Bob Brochman of Stark Realty sells houses in the Verona area, and he admits he doesn't have a clear idea of how soon the influx might arrive. Still, he's already made a handful of sales to Epic employees in a newer, more expensive portion of the Westridge subdivision. The prospect for future sales looks good, he says.
The real test will come this spring when the homebuying season traditionally heats up and Epic workers have had a chance to sample Verona's charms as well as the intensity of the rush-hour traffic.
"We've heard from people that they want to work out there and test the commute and see how it is," Brochman says.
"I think it's hard for people who have lived on the west side of Madison, and who are comfortable there, to just pull up and move out to Verona," he says. "Most of them have no idea of the size of the city and what's available and what's not. So I think it's one of those deals where they're going to have to feel their way through a little bit. But, certainly, we would expect that many more people will eventually want to live out there."
Slavney won't be surprised if Epic-related housing sprouts immediately in Verona, Belleville and elsewhere in the southwestern precincts of the county. Commuting from Madison to Verona, he predicts, will just be too hellish.
Commuters already deal with the huge bottleneck that begins where Verona Road passes under the Beltline and becomes Highway 18-151 and gets teeth-grindingly worse with traffic headed to Home Depot, and a clutch of other large retailers clogs the six-lane road's flow in both directions.
The massive Verona Road reconstruction that was proposed a few years ago has yet to be approved, let alone funded, and the state Department of Transportation's John Vesperman admits that it will be years before any big changes are made on this stretch of road.
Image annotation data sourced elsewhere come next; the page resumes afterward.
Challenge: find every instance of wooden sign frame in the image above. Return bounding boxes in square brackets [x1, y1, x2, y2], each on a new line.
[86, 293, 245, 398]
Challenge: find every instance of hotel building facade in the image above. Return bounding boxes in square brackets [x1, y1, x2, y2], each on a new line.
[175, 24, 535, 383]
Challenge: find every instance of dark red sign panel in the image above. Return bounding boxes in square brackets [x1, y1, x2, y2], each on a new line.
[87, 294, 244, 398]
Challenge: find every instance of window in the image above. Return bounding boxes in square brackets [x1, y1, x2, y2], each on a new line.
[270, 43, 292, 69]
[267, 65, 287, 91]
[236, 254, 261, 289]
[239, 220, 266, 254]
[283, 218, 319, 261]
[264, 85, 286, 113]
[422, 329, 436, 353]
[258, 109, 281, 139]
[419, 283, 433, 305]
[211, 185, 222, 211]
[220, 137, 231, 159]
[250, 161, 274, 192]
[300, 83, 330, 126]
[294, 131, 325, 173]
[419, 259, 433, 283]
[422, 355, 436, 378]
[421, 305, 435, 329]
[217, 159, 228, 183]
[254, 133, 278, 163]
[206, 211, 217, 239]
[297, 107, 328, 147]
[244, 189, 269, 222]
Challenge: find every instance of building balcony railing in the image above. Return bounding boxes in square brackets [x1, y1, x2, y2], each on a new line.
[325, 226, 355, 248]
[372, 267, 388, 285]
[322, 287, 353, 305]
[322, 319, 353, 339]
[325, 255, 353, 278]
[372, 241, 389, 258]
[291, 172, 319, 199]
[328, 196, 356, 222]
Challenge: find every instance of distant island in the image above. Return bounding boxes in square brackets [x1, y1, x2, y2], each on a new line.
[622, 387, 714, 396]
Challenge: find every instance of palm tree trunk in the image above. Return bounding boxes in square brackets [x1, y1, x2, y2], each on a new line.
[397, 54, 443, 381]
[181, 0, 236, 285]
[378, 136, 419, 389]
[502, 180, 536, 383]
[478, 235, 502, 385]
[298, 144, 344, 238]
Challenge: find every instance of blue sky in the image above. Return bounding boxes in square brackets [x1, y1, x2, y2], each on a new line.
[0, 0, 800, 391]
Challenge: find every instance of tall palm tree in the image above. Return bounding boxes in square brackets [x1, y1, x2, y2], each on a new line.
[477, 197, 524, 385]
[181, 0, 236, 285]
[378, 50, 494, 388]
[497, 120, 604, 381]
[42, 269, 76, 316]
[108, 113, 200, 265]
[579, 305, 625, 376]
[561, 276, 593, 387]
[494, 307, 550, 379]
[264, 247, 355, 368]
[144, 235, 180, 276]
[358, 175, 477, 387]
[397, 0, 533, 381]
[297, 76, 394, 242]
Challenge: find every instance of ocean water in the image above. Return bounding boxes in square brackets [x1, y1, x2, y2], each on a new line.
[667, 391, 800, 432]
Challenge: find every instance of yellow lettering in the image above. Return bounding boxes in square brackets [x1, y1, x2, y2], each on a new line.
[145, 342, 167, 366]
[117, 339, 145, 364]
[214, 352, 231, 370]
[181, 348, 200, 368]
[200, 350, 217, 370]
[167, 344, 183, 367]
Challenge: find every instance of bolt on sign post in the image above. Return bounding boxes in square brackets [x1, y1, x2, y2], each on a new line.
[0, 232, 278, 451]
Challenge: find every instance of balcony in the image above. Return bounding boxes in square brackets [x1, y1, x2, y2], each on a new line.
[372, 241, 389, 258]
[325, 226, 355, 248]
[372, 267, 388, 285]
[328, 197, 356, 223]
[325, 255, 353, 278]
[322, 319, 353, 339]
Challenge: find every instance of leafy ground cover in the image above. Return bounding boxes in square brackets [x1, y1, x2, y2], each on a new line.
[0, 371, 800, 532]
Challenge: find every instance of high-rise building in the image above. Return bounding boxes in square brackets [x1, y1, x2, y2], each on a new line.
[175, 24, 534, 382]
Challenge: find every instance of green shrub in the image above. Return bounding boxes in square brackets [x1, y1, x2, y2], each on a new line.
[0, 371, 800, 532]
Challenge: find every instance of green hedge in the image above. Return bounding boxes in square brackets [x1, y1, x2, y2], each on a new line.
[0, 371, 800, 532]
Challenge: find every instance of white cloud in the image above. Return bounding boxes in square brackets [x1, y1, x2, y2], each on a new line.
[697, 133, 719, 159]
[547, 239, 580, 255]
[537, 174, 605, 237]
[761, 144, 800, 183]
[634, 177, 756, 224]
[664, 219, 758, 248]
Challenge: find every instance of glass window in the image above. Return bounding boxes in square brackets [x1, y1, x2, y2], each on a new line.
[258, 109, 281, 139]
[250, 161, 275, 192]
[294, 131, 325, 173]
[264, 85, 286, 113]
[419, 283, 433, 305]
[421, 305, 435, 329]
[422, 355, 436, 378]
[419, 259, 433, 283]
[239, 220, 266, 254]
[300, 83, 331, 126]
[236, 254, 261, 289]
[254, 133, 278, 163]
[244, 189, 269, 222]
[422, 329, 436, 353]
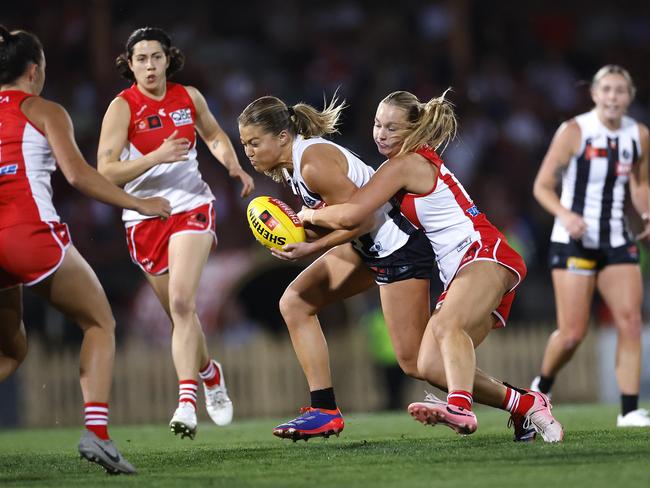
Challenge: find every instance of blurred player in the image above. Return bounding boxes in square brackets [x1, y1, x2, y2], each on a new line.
[97, 27, 253, 438]
[296, 91, 563, 442]
[531, 65, 650, 427]
[239, 97, 552, 440]
[0, 26, 170, 474]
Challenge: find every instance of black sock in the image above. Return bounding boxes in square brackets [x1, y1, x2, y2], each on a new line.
[621, 395, 639, 415]
[309, 387, 336, 410]
[538, 376, 555, 394]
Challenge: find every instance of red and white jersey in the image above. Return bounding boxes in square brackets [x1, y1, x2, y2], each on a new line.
[118, 82, 214, 227]
[395, 147, 498, 287]
[0, 90, 59, 228]
[285, 135, 415, 258]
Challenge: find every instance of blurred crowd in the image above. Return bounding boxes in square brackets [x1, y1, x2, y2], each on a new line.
[1, 0, 650, 344]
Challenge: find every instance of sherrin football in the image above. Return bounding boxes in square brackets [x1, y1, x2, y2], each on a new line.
[246, 197, 305, 249]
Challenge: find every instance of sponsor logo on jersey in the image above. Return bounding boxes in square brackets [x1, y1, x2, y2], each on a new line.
[169, 108, 194, 127]
[147, 115, 162, 129]
[135, 115, 162, 132]
[566, 256, 597, 271]
[370, 242, 383, 252]
[616, 161, 632, 176]
[0, 164, 18, 176]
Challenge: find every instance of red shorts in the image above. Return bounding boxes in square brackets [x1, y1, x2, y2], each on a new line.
[0, 222, 70, 289]
[126, 202, 217, 275]
[436, 224, 526, 328]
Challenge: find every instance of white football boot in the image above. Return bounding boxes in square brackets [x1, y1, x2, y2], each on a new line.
[616, 408, 650, 427]
[203, 359, 233, 425]
[169, 402, 197, 439]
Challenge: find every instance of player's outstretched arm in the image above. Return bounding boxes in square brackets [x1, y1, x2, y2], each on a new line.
[306, 155, 409, 229]
[185, 86, 255, 198]
[23, 97, 171, 217]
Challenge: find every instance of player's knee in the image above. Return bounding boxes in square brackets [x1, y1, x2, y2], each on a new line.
[560, 330, 587, 351]
[617, 311, 643, 341]
[169, 293, 196, 319]
[433, 317, 463, 344]
[397, 355, 422, 380]
[279, 287, 308, 324]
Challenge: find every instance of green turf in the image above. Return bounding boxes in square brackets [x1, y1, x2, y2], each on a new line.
[0, 405, 650, 488]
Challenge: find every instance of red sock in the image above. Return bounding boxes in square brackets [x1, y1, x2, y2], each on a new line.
[84, 402, 109, 440]
[501, 387, 535, 415]
[199, 359, 221, 388]
[178, 380, 199, 410]
[447, 390, 474, 410]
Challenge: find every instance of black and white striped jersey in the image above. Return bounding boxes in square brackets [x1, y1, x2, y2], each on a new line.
[551, 110, 641, 249]
[285, 135, 410, 258]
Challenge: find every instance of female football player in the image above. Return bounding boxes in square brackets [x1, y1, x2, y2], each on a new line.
[0, 26, 170, 474]
[294, 91, 563, 442]
[97, 27, 253, 438]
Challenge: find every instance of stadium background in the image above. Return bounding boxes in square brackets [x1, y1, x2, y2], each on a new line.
[0, 0, 650, 425]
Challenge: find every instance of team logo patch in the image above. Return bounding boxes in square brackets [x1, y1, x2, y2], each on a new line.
[147, 115, 162, 129]
[169, 108, 194, 127]
[187, 213, 208, 229]
[616, 161, 632, 176]
[259, 210, 278, 230]
[0, 164, 18, 176]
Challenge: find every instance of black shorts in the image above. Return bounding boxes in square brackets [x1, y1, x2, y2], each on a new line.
[548, 240, 639, 275]
[357, 230, 436, 285]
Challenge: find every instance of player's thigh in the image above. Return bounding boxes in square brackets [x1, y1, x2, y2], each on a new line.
[551, 269, 596, 336]
[0, 286, 27, 358]
[597, 264, 643, 327]
[169, 232, 214, 302]
[32, 246, 114, 328]
[379, 278, 431, 360]
[433, 261, 512, 347]
[281, 244, 375, 313]
[144, 272, 170, 315]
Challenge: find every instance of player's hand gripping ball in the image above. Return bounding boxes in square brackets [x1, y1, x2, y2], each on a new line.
[246, 197, 305, 249]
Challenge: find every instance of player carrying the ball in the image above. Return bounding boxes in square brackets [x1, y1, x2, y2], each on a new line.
[239, 91, 559, 440]
[294, 91, 564, 442]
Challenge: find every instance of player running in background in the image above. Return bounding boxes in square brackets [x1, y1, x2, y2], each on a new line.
[97, 27, 254, 438]
[239, 97, 556, 440]
[0, 26, 170, 474]
[294, 91, 563, 442]
[531, 65, 650, 427]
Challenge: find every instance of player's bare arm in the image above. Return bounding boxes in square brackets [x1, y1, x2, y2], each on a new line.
[630, 124, 650, 239]
[97, 97, 190, 186]
[308, 154, 422, 229]
[533, 120, 587, 239]
[23, 97, 171, 217]
[185, 86, 255, 198]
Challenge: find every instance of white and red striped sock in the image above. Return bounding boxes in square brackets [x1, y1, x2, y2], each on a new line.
[178, 380, 199, 410]
[447, 390, 474, 410]
[199, 359, 221, 388]
[84, 402, 109, 440]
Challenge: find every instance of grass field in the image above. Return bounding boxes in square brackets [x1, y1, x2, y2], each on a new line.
[0, 405, 650, 488]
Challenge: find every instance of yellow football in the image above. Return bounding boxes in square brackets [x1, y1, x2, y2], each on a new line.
[246, 197, 305, 249]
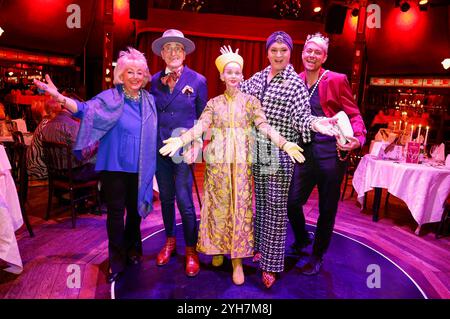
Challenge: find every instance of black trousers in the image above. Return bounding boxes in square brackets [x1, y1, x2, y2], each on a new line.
[100, 171, 142, 272]
[288, 142, 346, 257]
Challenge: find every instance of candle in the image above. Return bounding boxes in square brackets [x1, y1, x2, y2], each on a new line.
[416, 124, 422, 143]
[423, 126, 430, 147]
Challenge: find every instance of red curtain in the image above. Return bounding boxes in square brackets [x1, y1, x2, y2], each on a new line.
[138, 32, 302, 98]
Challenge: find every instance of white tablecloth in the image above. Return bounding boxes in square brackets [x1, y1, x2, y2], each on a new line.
[0, 145, 23, 274]
[353, 155, 450, 226]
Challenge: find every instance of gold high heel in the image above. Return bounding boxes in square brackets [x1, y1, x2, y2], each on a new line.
[211, 255, 223, 267]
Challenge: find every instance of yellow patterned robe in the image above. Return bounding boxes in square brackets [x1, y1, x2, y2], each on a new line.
[181, 91, 286, 258]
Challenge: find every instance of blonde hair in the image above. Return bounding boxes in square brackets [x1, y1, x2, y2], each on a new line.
[113, 47, 151, 87]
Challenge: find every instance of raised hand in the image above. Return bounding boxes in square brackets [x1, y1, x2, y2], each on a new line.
[159, 137, 183, 157]
[283, 142, 305, 163]
[220, 45, 239, 54]
[312, 118, 339, 136]
[33, 74, 59, 98]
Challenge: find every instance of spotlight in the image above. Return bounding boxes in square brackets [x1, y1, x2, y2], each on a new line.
[400, 1, 411, 12]
[419, 0, 429, 11]
[441, 58, 450, 70]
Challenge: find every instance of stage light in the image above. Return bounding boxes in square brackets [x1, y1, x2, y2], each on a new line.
[441, 58, 450, 70]
[419, 0, 429, 11]
[400, 1, 411, 12]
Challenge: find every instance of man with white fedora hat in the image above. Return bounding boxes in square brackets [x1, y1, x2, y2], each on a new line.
[150, 29, 208, 277]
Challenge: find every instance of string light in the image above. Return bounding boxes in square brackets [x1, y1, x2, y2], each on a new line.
[273, 0, 302, 18]
[180, 0, 205, 12]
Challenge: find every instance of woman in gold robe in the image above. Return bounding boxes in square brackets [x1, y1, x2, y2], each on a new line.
[160, 52, 304, 285]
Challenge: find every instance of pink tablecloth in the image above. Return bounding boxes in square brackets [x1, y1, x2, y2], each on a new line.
[353, 155, 450, 226]
[0, 145, 23, 274]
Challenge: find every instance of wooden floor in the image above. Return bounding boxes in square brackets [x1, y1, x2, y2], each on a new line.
[0, 166, 450, 299]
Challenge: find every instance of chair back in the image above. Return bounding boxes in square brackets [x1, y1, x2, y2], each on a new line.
[42, 141, 73, 183]
[10, 131, 27, 184]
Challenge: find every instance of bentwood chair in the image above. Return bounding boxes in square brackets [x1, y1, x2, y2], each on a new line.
[11, 131, 34, 237]
[43, 141, 100, 228]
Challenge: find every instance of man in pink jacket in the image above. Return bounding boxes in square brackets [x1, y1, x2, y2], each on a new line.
[288, 33, 367, 275]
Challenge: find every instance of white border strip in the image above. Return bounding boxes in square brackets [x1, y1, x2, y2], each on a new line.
[111, 219, 428, 299]
[320, 223, 428, 299]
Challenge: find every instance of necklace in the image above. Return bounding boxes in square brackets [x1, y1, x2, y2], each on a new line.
[309, 70, 328, 100]
[123, 88, 141, 102]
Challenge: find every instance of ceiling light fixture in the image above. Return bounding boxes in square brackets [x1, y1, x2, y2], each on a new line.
[400, 1, 411, 12]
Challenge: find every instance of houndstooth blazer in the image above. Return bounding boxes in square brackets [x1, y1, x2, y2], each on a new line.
[240, 64, 316, 143]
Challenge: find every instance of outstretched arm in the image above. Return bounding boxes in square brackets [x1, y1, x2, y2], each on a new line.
[34, 74, 78, 113]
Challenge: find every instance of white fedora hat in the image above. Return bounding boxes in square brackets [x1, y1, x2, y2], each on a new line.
[152, 29, 195, 56]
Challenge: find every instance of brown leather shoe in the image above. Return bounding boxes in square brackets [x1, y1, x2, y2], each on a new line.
[156, 237, 177, 266]
[186, 247, 200, 277]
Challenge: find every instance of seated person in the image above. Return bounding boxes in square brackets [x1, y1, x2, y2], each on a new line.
[27, 99, 98, 181]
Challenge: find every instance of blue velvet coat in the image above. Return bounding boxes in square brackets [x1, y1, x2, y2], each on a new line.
[150, 66, 208, 149]
[74, 87, 157, 218]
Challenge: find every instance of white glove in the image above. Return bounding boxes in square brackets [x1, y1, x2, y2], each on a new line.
[159, 137, 183, 157]
[33, 74, 60, 99]
[311, 118, 339, 136]
[283, 142, 305, 163]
The immediate future for the already heavily traveled traffic corridor is a commuting nightmare.
"If that highway continues to get worse and worse, the tolerance for the commute distance is going to go down and down, because time-wise it's getting worse and worse," says Slavney. "The pressure for Epic's workers to move their place of residence to Verona is going to be higher."
Slavney also feels that demographic change will push suburban homebuilding. As Epic's current crop of 28- and 29-year-old employees begin to age and enter the child-raising stage of life, urban condos and apartments will have less appeal.
"What they're interested in at age 38 is a completely different set of values," he says. "They're maybe thinking about schools, and they're thinking about building equity in a home. Then a community like Verona or the town of Springdale is more appealing to them
"It's a symbiotic relationship, too," he adds, "because as they're changing, Verona will likely be changing, too, and responding to Epic."
At risk
To be sure, Epic is not a villain in this scenario. The kinds of jobs it provides are widely acknowledged as the best economic platform for securing the future of Dane County and the state. On the other hand, the growth the company will spark beyond Madison's city limits can threaten the very ecological treasures and rural features that local residents value so highly.
Indeed, if you look at the satellite map of the Verona area available at Google maps, the big white splotch of Epic's emerging campus appears to be overwhelming the trim, green rectangles of land still in agriculture that surround it.
It's a disturbing graphic and suggests anything but a carefully managed, eco-friendly future out on those cornfields.